College and earnings

I’ve come to think that President Obama’s idea on judging a college by the average earnings of its majors is not just ill-considered, but a downright horrible idea.  Since I was pretty happy with the other metrics, I don’t think I stopped to consider just how dumb an idea that is.

Anyway, the NYT takes a look at recent data to see how colleges fare based on the average earnings of their majors.  It’s quite interesting and well worth reading, but it basically all boils down to this– the higher the proportion of your students that are engineers and men, the higher your graduates average earnings will be.  This really says nothing at all about the value of the education, but simply which majors are most popular at a university (and the proportionate size of its engineering college if it has one).  Now that does not explain all the variance, but gets you most of the way there.   A high quality liberal arts college like Oberlin fares horribly.  Surely in significant part because there’s no engineering and lots of students into art/performing arts.  But if you go to Oberlin and major in Economics or Math, you’ll likely do just fine.
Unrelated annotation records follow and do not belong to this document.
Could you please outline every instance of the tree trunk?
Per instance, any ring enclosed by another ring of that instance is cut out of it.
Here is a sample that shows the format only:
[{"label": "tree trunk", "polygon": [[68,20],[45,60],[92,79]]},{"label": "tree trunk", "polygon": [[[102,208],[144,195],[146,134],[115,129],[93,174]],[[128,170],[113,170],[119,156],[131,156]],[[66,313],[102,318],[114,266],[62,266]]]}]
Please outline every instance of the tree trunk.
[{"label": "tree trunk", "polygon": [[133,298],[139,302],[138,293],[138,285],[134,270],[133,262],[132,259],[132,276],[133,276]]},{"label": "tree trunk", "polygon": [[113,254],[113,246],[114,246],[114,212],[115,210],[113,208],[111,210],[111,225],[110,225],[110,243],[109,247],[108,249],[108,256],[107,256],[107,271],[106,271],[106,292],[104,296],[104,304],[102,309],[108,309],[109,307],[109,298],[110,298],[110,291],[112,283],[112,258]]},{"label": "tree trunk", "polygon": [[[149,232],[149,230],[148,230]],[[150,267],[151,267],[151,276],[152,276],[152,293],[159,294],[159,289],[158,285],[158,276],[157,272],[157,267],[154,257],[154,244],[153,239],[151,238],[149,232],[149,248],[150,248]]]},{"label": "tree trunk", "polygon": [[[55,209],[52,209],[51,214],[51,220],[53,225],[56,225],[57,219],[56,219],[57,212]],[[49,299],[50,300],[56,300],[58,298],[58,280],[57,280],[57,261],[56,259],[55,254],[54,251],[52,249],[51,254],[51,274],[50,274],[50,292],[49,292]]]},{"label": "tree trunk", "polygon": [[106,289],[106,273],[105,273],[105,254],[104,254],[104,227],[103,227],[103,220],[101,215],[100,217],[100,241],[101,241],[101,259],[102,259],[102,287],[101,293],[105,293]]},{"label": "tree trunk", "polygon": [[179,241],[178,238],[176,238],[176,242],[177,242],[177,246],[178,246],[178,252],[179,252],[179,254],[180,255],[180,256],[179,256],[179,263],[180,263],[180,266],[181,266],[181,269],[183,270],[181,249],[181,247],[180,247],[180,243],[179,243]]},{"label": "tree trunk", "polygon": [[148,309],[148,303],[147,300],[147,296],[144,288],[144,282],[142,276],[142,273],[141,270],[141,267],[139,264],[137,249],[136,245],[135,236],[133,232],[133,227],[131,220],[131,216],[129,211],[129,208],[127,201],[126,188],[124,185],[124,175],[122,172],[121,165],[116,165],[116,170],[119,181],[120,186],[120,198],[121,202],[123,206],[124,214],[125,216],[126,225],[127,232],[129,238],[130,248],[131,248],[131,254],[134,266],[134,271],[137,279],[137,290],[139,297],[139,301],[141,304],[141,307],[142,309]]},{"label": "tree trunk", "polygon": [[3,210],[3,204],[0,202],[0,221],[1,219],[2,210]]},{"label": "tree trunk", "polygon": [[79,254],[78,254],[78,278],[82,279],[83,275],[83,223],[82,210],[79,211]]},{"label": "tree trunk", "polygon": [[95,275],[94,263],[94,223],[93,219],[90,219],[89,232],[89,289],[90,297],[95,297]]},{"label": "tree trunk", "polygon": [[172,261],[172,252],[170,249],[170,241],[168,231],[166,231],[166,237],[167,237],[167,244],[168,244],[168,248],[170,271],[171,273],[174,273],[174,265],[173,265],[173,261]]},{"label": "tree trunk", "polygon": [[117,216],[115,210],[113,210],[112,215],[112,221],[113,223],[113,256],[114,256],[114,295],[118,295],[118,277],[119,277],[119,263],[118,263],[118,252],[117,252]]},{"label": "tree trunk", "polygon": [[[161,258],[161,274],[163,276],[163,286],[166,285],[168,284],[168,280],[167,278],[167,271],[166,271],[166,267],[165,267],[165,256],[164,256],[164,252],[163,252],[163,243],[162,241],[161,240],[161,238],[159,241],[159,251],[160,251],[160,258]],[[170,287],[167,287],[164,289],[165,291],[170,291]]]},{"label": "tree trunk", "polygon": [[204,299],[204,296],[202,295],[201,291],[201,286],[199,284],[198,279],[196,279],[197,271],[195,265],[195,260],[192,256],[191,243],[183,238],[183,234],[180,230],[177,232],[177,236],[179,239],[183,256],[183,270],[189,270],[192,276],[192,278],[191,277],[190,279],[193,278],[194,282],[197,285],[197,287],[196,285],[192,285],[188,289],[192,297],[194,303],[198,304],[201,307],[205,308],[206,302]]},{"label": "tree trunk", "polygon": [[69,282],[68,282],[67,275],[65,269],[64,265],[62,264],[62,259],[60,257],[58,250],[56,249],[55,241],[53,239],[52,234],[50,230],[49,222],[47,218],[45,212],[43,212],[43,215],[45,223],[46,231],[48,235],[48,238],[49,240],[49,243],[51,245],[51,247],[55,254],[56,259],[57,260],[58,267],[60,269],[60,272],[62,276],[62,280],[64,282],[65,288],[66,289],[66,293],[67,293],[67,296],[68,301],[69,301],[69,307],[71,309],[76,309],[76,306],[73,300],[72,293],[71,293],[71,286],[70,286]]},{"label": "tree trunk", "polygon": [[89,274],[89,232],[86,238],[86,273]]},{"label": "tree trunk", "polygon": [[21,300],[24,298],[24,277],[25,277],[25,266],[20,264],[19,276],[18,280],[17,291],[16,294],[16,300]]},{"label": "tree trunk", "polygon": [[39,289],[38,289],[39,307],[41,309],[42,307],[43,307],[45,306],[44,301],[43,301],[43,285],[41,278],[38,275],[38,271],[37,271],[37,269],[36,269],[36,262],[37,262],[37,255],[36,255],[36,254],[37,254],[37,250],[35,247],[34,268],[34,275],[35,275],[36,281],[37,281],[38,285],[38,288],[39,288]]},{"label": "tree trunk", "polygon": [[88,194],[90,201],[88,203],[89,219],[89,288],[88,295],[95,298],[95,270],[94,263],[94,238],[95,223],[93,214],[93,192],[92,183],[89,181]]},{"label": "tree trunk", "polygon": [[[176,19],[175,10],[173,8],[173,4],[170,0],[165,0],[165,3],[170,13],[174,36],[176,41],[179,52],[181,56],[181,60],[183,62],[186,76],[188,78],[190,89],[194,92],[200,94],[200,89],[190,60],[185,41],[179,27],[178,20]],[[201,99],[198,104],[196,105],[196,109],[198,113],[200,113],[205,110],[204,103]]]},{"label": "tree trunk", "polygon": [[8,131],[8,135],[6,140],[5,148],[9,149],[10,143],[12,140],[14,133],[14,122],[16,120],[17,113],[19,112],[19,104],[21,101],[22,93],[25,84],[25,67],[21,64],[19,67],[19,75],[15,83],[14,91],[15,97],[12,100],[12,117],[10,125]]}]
A nice Planet Money story pointed out last week that far more important (in terms of earnings) than your choice of college is your choice of major.  The simple truth is that your typical petroleum engineering graduate from Texas Tech is going to be making far more than your typical philosophy or psychology major from an Ivy League school.

The gender angle is big, too.  If you are at all like me, you know lots of women with excellent degrees who are personally making little or no money because they chose to stay home with their kids (Alex’s godmother, for example, has a mechanical engineering degree, but currently earns $0).  Or consider Planet Money’s Lisa Chow who has an Applied Math degree, but is an NPR reporter for way less money (surely a more common state of affairs among women).

Of course, what all this overlooks is that there’s far more to college that just how much you are going to earn when you’re done.  And, in fact, there’s far more to life than how much you earn.